Need for exercise / Sporty
The Swedish Vallhund is an active dog, and although small, loves to live an active lifestyle. This breed should receive at least an hour of exercise every single day, but would happily do more. Walking, hiking, jogging, swimming, sports, flyball, obedience and agility training are all great options!
Travelling / easy to transport
This breed is on the smaller side of medium breeds, making it relatively easy to transport.
Swedish Vallhund and cats
The Swedish Vallhund can tolerate cats within the home, but must be socialized with them from a young age to ensure a peaceful relationship. This dog may be tempted to chase unfamiliar cats which enter its territory.
Swedish Vallhund and dogs
This breed tends to enjoy having another dog to play with in the household, especially one of the same breed.

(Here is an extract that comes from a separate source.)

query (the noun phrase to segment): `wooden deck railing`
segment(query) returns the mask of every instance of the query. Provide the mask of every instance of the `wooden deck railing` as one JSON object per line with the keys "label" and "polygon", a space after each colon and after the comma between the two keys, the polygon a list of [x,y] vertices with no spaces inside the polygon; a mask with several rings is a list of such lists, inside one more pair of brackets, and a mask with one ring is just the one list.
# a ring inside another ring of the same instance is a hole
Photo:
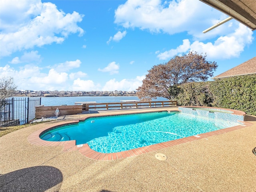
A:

Swedish Vallhund and children
The Swedish Vallhund, with its playful nature, tends to adore children.
Swedish Vallhund and the elderly
The Swedish Vallhund may suit elderly owners who have experience of training dogs and who still lead an active lifestyle. However, this breed is likely to be too energetic, lively and independent for some elderly owners.

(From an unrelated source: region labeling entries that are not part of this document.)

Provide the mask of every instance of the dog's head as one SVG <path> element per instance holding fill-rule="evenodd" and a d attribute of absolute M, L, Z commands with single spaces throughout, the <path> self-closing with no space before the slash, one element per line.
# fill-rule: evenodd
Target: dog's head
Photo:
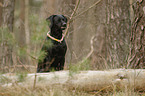
<path fill-rule="evenodd" d="M 67 27 L 67 18 L 63 15 L 51 15 L 46 19 L 46 21 L 48 20 L 51 22 L 50 28 L 55 26 L 61 30 L 65 30 Z"/>

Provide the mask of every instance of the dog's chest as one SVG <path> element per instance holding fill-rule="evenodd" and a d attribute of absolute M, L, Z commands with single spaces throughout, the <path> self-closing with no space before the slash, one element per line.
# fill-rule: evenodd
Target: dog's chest
<path fill-rule="evenodd" d="M 59 42 L 53 42 L 52 52 L 55 55 L 58 56 L 64 56 L 67 50 L 67 46 L 65 43 L 65 40 L 63 40 L 61 43 Z"/>

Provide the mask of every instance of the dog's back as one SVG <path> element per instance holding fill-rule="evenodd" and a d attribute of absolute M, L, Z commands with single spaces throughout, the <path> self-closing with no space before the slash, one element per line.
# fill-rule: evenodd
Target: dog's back
<path fill-rule="evenodd" d="M 67 19 L 63 15 L 52 15 L 48 19 L 51 21 L 51 31 L 42 48 L 46 56 L 38 62 L 37 72 L 59 71 L 64 67 L 67 46 L 62 30 L 66 28 Z"/>

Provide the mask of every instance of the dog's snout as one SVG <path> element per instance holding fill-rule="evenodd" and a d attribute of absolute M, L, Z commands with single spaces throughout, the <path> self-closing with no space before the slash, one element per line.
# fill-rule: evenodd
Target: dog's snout
<path fill-rule="evenodd" d="M 66 27 L 66 23 L 64 22 L 63 24 L 62 24 L 64 27 Z"/>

This breed is fairly hard to come by in the UK. If you come across a litter, you’re likely to be looking at a cost of between £400 for a Non KC Registered dog, and £1,000 or more for a KC Registered pup. Looking after a dog of this size typically costs between £50 to £80 a month, including food, medical/insurance, and incidental expenses.
The Swedish Vallhund does shed, so you’ll need to brush it regularly to ensure your house doesn’t get absolutely covered in fur. Twice a week is a good starting point. The rest is normal canine care. Trim the nails if needed, clean the ears every couple of weeks, and brush the teeth as often as possible.

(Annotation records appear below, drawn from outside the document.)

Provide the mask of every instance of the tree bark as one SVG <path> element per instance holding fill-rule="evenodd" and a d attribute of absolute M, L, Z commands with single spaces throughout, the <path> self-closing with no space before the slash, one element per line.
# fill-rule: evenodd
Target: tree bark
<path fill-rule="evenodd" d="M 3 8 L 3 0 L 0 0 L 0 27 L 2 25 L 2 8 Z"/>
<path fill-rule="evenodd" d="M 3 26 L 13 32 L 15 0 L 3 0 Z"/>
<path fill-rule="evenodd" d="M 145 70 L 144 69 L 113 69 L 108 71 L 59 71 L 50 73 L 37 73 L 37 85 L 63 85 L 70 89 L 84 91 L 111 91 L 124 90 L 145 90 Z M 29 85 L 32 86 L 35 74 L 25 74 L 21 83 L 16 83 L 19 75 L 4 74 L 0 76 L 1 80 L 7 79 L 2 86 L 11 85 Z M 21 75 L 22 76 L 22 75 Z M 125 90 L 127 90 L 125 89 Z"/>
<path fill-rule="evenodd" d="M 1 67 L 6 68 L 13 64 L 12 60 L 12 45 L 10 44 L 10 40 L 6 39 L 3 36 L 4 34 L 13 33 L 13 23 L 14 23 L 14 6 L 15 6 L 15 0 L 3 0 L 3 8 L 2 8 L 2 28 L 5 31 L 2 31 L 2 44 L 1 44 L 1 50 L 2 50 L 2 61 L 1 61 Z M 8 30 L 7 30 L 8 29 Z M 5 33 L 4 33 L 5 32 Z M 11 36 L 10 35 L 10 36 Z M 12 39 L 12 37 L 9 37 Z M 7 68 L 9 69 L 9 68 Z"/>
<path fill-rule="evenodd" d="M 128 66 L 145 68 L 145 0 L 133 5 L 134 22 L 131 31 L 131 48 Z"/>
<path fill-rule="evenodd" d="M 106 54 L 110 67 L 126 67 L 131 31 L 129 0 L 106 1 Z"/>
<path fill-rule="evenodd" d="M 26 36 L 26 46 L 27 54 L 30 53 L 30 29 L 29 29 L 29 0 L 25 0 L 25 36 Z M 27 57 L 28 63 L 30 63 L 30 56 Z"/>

This breed is a moderate shedder.
Nutrition of the Swedish Vallhund
Feed the Swedish Vallhund a high-quality dog food which is appropriate for its current age. If your dog is particularly active or works on a farm, it might suit an active breed formula.
Health of the Swedish Vallhund
The Swedish Vallhund is generally healthy, but is particularly prone to a genetic eye disease which can cause blindness. The average life expectancy for this breed is 13 years.
Strong / robust
Despite its short legs, the Vallhund has a strong, stocky body and is known to be fairly robust.
The Swedish Vallhund prefers cold weather to extremes of heat. Provide cold water and shade when the weather warms up.
Originating from Sweden, the Vallhund is used to cold climates and, thanks to its thick, double coat, tolerates bitter weather very well.
Tendency to put on weight
Even though this isn’t a large dog, remember it requires quite a lot of exercise to keep in shape.